In January 2012, the California State Assembly’s Labor and Employment Committee considered two comprehensive, detailed bills introduced by Assemblywoman Shannon Grove (R-Bakersfield) to reform the definition of public works (Assembly Bill 987) and the method of calculating state-mandated construction wage rates, aka “prevailing wages” (Assembly Bill 988). The Democrat majority on the committee rejected them. A couple of committee members claimed that the bills were too ambitious and suggested a more modest approach.
On Wednesday, April 18, this same committee considered Assemblywoman Grove’s Assembly Bill 1958, which made two very modest changes to the state’s prevailing wage laws. It increased the project cost threshold for coverage from $1000 to $2000 to match the $2000 threshold set by the federal prevailing wage law called the Davis-Bacon Act. It also indexed the threshold to the same measure of inflation that the Democrats want to use for indexing the state minimum wage. (See Assembly Bill 1439, approved by this same committee at the same hearing.)
My former employer Associated Builders and Contractors (ABC) of California and I were the only witnesses in support of the bill.
Dutifully tramping up to the witness table to oppose the bill were several union lobbyists, who declared, among other things, that “this bill takes money out of the pockets of construction workers and gives it to contractors.” No one bothered to point out that these projects are actually paid for by taxpayers, not contractors.
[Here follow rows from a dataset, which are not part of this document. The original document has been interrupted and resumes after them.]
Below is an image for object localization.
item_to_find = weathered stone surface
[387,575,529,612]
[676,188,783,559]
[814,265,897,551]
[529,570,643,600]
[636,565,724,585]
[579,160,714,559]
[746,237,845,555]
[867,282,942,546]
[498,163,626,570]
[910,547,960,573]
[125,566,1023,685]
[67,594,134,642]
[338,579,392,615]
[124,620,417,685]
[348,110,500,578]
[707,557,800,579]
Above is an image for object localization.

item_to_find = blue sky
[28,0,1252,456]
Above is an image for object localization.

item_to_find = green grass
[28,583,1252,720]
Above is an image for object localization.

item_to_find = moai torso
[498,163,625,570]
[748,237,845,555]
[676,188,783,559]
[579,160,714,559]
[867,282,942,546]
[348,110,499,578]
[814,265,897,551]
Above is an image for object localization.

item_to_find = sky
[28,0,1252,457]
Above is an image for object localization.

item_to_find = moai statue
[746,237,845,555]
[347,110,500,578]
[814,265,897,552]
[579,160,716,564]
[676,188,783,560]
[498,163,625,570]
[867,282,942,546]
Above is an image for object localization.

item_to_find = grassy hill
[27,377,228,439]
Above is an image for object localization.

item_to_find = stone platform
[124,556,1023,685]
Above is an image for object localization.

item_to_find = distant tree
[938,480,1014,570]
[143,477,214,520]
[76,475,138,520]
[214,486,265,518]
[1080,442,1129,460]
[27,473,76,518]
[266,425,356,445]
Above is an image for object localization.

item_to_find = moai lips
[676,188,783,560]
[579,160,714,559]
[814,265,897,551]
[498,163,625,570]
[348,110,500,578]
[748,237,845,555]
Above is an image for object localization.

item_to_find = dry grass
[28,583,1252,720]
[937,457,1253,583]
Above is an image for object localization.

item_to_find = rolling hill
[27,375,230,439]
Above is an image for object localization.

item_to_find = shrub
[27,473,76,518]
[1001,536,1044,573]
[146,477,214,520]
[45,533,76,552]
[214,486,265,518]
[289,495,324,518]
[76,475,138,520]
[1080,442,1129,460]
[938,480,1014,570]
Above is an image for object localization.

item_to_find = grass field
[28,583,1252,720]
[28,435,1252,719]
That’s why such projects are called “public works” – the public pays the bill.
Unions scored a victory, as the committee voted 5-2 on a party-line vote (Democrats opposed, Republicans in support) to reject the indexing of the threshold and continue to require contractors to pay the state-mandated construction wage rates to workers on construction projects worth $1001 to $2000. That’s one to brag about in the union newsletters!